Search Engine Marketing (SEM) and Social Advertising

What is Search Engine Marketing (SEM)?

Search Engine Marketing explainedThe alphabet soup of digital marketing can get confusing and many people (and many agencies) confuse SEO (Search Engine Optimization) with the more general SEM (Search Engine Marketing).

Search Engine Marketing is the general term for the promotion of a website by increasing its visibility in search engines.

Some equate SEM with Pay Per Click advertising (PPC), to differentiate it from Search Engine Optimization (SEO). In fact, both SEO and PPC are SEM strategies.

If you think all of this alphabet soup is confusing, you’re not alone and it’s not an accident.

Some in our industry try to overcomplicate things to cover for the fact that they are not as “expert” as they’d like you to believe. If they make it hard to understand what they do, it’s easier to cover for not doing it well.

There are a lot of great companies and consultants doing SEO very well for their clients.  Unfortunately, there are more people using outdated or worse, “black hat” tactics in their search engine optimization campaigns, and in the end it’s the companies that hire these people that suffer Google’s wrath.

Search Engine Marketing is a website traffic strategy and ideally, includes a mix of SEO, Paid Search (PPC), and Social Advertising.

Search Engine Optimization (SEO)

Search Engine Optimization (SEO) explained

Search engine optimization (SEO) is the process of affecting the visibility of a website or a web page in a search engine’s “natural” or un-paid (“organic”) search results. SEO considers how search engines work, what people search for, the actual search terms or keywords typed into search engines and which search engines are preferred by their targeted audience.

Optimizing a website usually involves editing its content and coding to both increase its relevance to specific keywords and to remove barriers to the indexing activities of search engines. Promoting a site to increase the number of backlinks, or inbound links, is another SEO tactic.1 

Which tactics work best depends on a number of factors that change frequently as Google, Bing, and the other search engines change their algorithms. That’s what makes SEO so challenging. And to us, fun!

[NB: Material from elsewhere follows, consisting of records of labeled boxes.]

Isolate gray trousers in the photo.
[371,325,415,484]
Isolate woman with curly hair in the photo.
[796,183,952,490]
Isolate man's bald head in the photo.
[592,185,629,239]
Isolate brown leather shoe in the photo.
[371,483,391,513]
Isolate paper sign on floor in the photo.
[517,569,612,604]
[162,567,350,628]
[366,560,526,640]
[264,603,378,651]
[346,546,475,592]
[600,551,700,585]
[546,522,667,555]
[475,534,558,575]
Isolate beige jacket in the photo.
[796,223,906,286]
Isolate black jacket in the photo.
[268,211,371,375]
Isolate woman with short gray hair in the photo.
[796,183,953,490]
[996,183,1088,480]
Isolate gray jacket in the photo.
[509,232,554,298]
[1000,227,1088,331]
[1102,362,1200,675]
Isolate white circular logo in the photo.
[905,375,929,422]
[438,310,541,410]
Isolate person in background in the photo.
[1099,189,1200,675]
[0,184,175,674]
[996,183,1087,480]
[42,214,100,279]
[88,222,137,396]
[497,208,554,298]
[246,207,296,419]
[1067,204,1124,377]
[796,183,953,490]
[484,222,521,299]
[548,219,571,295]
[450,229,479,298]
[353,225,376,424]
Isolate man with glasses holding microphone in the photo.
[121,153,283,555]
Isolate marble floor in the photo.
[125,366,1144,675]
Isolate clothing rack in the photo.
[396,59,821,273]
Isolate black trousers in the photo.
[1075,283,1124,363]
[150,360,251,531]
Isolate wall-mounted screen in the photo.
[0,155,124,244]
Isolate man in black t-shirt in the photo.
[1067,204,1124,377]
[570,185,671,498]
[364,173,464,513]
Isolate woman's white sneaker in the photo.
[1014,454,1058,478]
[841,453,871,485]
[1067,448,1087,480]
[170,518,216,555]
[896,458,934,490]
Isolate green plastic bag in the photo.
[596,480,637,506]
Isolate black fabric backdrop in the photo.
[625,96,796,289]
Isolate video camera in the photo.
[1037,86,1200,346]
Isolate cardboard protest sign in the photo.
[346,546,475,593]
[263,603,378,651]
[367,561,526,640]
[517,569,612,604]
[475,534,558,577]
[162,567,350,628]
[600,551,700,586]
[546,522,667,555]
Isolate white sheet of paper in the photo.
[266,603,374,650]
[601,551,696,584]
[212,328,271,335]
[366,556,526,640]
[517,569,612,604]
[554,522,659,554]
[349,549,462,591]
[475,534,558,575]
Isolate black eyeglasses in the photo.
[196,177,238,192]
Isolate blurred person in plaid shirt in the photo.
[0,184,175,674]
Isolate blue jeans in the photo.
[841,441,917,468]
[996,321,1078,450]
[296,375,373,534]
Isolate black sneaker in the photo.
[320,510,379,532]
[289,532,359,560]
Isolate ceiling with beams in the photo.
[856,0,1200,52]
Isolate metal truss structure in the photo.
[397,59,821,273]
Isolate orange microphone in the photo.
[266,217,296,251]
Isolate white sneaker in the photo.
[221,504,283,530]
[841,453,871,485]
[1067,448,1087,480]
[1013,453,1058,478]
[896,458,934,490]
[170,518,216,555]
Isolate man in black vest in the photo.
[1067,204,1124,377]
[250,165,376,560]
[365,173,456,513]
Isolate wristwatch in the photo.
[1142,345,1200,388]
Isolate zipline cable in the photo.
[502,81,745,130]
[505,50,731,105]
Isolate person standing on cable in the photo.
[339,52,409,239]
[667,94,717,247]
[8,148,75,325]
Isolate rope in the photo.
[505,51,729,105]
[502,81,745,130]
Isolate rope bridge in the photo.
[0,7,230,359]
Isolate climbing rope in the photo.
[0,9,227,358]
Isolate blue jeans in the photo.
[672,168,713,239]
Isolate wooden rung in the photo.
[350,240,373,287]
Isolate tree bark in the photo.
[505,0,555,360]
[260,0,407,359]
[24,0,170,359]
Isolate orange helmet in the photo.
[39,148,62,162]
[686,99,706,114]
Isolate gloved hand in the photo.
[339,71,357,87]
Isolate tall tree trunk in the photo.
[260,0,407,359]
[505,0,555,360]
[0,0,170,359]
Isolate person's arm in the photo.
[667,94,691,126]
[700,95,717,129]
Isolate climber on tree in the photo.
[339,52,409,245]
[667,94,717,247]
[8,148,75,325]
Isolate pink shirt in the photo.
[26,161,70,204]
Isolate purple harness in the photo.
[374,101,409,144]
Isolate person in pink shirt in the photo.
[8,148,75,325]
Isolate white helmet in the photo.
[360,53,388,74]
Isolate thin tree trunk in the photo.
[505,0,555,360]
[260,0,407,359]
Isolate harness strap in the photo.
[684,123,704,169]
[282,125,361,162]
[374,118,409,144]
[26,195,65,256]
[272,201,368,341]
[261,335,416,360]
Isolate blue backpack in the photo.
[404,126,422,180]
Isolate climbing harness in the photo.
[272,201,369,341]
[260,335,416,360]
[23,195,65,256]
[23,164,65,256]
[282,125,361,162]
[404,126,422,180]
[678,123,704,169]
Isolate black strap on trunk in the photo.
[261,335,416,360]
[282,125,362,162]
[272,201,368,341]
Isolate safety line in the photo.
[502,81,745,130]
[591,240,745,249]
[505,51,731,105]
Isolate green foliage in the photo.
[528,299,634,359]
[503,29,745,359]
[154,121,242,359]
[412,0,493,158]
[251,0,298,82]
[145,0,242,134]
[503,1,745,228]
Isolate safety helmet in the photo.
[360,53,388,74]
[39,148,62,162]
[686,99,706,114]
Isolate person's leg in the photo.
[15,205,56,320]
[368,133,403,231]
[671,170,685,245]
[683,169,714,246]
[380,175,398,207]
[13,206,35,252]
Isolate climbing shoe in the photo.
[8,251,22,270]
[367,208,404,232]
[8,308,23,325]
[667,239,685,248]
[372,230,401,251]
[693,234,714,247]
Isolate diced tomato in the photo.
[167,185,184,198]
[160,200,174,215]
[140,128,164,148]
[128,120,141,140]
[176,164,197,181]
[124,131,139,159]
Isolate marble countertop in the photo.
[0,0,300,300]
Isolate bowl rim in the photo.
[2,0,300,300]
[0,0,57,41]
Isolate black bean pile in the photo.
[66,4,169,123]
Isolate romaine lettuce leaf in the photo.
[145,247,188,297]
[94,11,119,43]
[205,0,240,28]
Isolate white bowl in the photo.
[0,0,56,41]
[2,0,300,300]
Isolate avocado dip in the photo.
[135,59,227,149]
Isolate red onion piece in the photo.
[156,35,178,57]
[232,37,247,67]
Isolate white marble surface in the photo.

Pay Per Click and Display Advertising

With Pay Per Click (PPC) advertising, you pay publishers (the search engines) only when an ad is clicked. You bid on keyword phrases that users enter to search the web, and specify which keywords should trigger certain ads. When a user conducts a search, relevant ads are shown as “sponsored links” on the right side of the screen, and sometimes above the main search results.

There are factors other than bid price that determine if your ad appears for a given set of keywords, and the position of the ad on the page. Things like relevance of ad copy to the corresponding target website or landing page, the number of people who click on your ad, and other advertisers bidding on the same keywords and phrases, currently influence ad positioning and campaign success.

pay per click advertising (PPC) search results

Social Advertising

social media advertising

Advertising on Social Networks like Facebook, LinkedIn, and Twitter, works very similar to search engine advertising. The main difference is targeting. In addition to targeting keywords and location, you can target more specifically by demographics like age, occupation or job title, and interests like music, books, movies, etc.

If you have a Facebook page, LinkedIn company page, Twitter account, etc., you can also pay those social networks to promote your profiles to get more followers on the networks, and promote specific posts or updates on those networks to get more people to see the updates.

With Social Advertising, context is especially important. Each social network has it’s own nuances and even it’s own vocabulary. It is very important to be able to make your ads relevant to the people on the specific social network, and in context to what they are likely doing there.